Quote from Matt8200:
I have no idea where you are coming up with this person named Bill. It is not a letter, it is a government required report. What is your basis other than 'I don't agree' for saying the quoted source is misunderstood. Have you read the source? What is clear is that all the reviews whose qualifications I have posted do not believe it is misunderstood or wrong, otherwise they wouldn't have put their name on it.
Quote from Matt8200:
I understand this but you tried to argue that the % contribution of warming in the stratospheric from CO2 and water vapor was of some importance.
The greenhouse effect is dominated by the heating in the tropospheric. I omitted the sentence about the tropospheric in my original post because it was of little importance. You tried to make it out this was somehow being deceitful.
Quote from trefoil:
I haven't been trying to do a correlation, I did it.
I also did a calculation using the radiative forcing formula for CO2 alone, and came very close to the average AND the median, using that formula alone, for the temperature anomalies in 2003 to 2008.
How do you account for the accuracy of that calculation?
Quote from bigdavediode:
Sorry it was Haroki who tried to cite a public submission from a guy with no qualifications who misunderstood another source.

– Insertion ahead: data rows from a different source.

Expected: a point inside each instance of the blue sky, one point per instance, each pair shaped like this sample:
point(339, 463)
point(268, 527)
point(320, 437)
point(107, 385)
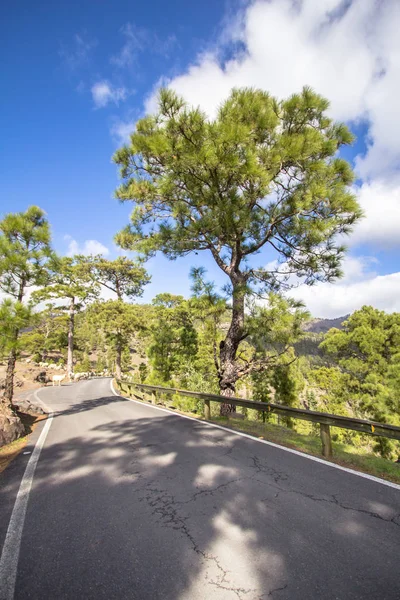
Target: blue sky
point(77, 75)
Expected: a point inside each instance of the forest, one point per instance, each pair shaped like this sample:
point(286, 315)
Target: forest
point(262, 174)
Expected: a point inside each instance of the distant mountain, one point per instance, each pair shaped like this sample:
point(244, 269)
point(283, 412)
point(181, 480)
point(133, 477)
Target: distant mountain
point(323, 325)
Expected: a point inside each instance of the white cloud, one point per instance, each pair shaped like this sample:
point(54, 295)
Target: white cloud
point(137, 40)
point(103, 93)
point(88, 247)
point(77, 54)
point(380, 201)
point(359, 286)
point(347, 51)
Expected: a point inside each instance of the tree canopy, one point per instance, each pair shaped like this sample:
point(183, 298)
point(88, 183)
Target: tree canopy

Which report are you citing, and for what purpose?
Quote from Matt8200:
Your calculation may work in some range but as you move the extremes of that range it reaches a tripping point and some other mechanism becomes dominant otherwise temperatures would never decrease like history shows they do. What is this other mechanism? It must be accounted for.
An analogy to your and Dave's explanation of the system would be a microphone/speaker system (global warming) and a source of sound (CO2). If feedback (higher temperatures-->more water vapor-->even higher temperatures-->even more water vapor ) begins to occur it only increases until it reaches a threshold, the maximum output of the amplifier (some limit where water vapor absorbs all radiation) unless some other mechanism like moving the microphone away from the speaker exist. What is this other mechanism in the global warming system and why do you chose not to account for it?
This model does not agree with the historical data. If there is not a mechanism to reverse the feedback process and since water vapor is the dominant greenhouse gas the system would never be able to reverse itself and we would have reached and stayed at that 6 degree above normal limit temperature hundreds of thousands of years ago.Quote from bigdavediode:
Since it's a feedback and not a forcing, that would make sense.
No, in fact there are estimates that CO2 will increase until we're something like six degrees above normal average global temperatures, at which point it levels off (and many millions of people die then, of course).